Hong Kong’s private home prices broke historic records for the 13th straight month last month, with the ascent showing no immediate signs of ending and analysts expecting the rise to continue into next year.
Private home prices rose 1.08 percent last month, marking the fastest pace of growth in six months, data compiled by the Rating and Valuation Department and released yesterday showed.
The index, which began its climb in April 2016, surged 13.1 percent year-on-year, the data showed.
The territory’s flats are ranked the second-most expensive in the world after Monaco, according to data from property consultancy Knight Frank, which shows US$1 million would only buy 19m2 of prime property in Hong Kong, as opposed to 25m2 in New York or 30m2 in London.
“Property prices are high and it’s unaffordable for most ordinary people,” Knight Frank senior director Thomas Lam said. “But right now, I cannot see any major factor that will drastically bring down property prices in the short run.”
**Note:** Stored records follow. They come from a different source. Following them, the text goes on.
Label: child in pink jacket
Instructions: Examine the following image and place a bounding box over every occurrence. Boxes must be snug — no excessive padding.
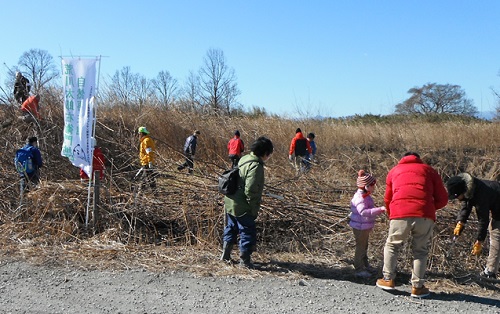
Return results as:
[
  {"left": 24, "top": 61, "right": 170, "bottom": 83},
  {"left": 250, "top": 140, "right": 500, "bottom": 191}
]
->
[{"left": 349, "top": 170, "right": 385, "bottom": 278}]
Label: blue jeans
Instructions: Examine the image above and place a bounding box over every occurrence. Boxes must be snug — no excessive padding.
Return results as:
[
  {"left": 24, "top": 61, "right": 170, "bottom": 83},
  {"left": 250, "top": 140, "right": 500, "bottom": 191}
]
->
[{"left": 223, "top": 214, "right": 257, "bottom": 255}]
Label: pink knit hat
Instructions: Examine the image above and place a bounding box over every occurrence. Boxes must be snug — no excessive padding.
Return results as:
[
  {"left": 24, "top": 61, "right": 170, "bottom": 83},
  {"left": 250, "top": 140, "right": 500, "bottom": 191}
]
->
[{"left": 356, "top": 170, "right": 377, "bottom": 189}]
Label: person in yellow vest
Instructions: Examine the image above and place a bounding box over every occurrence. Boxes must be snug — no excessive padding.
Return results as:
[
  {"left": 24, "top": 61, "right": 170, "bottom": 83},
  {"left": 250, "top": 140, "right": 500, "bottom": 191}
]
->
[{"left": 137, "top": 126, "right": 156, "bottom": 190}]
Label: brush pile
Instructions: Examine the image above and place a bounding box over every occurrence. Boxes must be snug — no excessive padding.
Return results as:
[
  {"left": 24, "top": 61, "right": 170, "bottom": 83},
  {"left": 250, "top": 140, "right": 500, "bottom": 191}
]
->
[{"left": 0, "top": 103, "right": 500, "bottom": 294}]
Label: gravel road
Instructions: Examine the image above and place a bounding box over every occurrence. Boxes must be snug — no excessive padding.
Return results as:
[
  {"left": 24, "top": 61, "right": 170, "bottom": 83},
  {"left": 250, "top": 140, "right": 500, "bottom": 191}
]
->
[{"left": 0, "top": 261, "right": 500, "bottom": 314}]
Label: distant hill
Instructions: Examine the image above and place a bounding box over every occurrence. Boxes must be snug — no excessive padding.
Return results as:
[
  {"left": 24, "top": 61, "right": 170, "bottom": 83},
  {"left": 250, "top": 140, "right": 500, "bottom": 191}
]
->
[{"left": 477, "top": 111, "right": 496, "bottom": 120}]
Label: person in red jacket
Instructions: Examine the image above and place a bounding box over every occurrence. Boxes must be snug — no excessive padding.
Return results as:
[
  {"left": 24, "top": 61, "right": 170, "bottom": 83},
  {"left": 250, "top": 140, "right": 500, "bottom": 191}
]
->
[
  {"left": 376, "top": 152, "right": 448, "bottom": 298},
  {"left": 80, "top": 138, "right": 106, "bottom": 181},
  {"left": 288, "top": 128, "right": 312, "bottom": 173},
  {"left": 227, "top": 130, "right": 245, "bottom": 168}
]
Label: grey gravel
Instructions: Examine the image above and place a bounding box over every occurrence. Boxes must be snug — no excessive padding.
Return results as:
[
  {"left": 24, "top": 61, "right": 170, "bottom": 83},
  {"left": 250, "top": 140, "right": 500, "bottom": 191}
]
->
[{"left": 0, "top": 261, "right": 500, "bottom": 314}]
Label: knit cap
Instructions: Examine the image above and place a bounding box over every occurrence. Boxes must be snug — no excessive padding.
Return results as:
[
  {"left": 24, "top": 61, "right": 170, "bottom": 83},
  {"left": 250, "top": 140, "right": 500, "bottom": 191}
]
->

Hong Kong Chief Executive Carrie Lam (林鄭月娥) said during an interview last week that the government “has no ways to curb property prices,” adding that while she would do her best to seek more land to boost supply, she has never promised to turn around the price rise.
Major property consultancies expect Hong Kong’s housing market to remain feverish in the coming year and climb a further 5 to 20 percent.
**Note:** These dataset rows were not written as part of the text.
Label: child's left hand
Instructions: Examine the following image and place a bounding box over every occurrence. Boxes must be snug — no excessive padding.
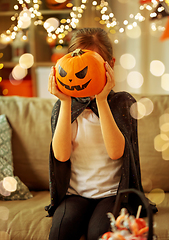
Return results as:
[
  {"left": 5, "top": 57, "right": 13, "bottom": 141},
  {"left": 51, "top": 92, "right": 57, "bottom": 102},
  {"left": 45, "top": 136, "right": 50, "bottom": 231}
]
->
[{"left": 96, "top": 62, "right": 115, "bottom": 101}]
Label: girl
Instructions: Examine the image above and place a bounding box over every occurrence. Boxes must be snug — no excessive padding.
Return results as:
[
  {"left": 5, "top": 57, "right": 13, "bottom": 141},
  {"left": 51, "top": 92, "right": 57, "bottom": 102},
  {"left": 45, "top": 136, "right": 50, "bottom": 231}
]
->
[{"left": 46, "top": 28, "right": 157, "bottom": 240}]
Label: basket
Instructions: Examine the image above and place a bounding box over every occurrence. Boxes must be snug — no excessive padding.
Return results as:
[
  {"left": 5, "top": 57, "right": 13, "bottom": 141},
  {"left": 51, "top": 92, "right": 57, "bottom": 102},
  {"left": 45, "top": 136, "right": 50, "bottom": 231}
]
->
[{"left": 113, "top": 189, "right": 153, "bottom": 240}]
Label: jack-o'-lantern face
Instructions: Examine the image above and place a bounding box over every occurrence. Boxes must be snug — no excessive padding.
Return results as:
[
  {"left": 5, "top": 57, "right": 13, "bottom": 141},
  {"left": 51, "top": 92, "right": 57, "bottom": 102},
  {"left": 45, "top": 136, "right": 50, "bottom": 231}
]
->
[{"left": 55, "top": 49, "right": 106, "bottom": 97}]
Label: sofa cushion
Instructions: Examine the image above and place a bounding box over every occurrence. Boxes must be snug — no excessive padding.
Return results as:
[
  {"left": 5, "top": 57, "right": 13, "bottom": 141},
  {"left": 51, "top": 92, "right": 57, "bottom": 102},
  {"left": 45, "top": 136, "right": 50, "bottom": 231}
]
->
[
  {"left": 0, "top": 115, "right": 32, "bottom": 200},
  {"left": 133, "top": 94, "right": 169, "bottom": 192},
  {"left": 0, "top": 96, "right": 56, "bottom": 190},
  {"left": 0, "top": 191, "right": 52, "bottom": 240},
  {"left": 0, "top": 191, "right": 169, "bottom": 240}
]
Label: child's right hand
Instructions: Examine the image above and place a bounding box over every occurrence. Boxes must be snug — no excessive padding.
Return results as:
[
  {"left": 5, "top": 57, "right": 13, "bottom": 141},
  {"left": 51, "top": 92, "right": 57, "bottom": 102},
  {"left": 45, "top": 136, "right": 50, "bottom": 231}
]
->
[{"left": 48, "top": 67, "right": 71, "bottom": 101}]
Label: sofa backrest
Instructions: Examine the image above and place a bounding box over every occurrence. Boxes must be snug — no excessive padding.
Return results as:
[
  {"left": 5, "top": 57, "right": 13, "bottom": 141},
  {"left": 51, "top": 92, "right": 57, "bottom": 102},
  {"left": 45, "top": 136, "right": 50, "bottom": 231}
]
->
[
  {"left": 133, "top": 94, "right": 169, "bottom": 192},
  {"left": 0, "top": 94, "right": 169, "bottom": 192},
  {"left": 0, "top": 96, "right": 56, "bottom": 190}
]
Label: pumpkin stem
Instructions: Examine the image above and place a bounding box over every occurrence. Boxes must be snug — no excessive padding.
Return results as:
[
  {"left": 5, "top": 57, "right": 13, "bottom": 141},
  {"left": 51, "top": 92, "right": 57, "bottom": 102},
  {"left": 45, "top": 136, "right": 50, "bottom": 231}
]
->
[{"left": 71, "top": 48, "right": 85, "bottom": 57}]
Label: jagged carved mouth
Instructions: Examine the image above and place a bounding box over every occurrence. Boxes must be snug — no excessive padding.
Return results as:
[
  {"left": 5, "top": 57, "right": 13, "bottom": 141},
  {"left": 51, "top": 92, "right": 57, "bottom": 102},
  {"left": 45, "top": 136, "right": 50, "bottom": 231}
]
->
[{"left": 57, "top": 78, "right": 91, "bottom": 91}]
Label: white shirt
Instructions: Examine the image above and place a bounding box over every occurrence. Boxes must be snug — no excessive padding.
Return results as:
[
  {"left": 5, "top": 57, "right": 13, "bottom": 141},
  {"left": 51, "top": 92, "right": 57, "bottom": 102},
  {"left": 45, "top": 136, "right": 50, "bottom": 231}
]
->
[{"left": 67, "top": 109, "right": 122, "bottom": 198}]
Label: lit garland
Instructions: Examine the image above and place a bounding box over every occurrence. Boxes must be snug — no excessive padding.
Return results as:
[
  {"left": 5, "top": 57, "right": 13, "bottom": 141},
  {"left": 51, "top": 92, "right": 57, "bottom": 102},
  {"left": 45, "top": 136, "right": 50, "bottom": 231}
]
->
[
  {"left": 0, "top": 0, "right": 43, "bottom": 44},
  {"left": 0, "top": 0, "right": 169, "bottom": 44},
  {"left": 48, "top": 0, "right": 87, "bottom": 44}
]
The government has tried to rein in prices with additional taxes and regulations, which came on top of eight rounds of mortgage tightening since 2009 by the Hong Kong Monetary Authority, the territory’s de facto central bank.
However, the net effect of measures like taxes on second homes has been to discourage buying and selling in the territory’s secondary market, Jones Lang LaSalle Inc head of capital markets Joseph Tsang (曾煥平) said.
“I think their intention is good, but they’re using the wrong medicine,” Tsang said. “After eight years, your fever is still going on, and they just don’t want to admit they gave you the wrong medicine.”
A government report released earlier this month said it would be a “huge challenge” to meet its 10-year housing supply target of 460,000 units, which includes 280,000 public housing units.
The quantity of land identified for public housing construction lags behind the target by 15 percent.
“There is no easy or painless option to increase or expedite land supply,” the report stated.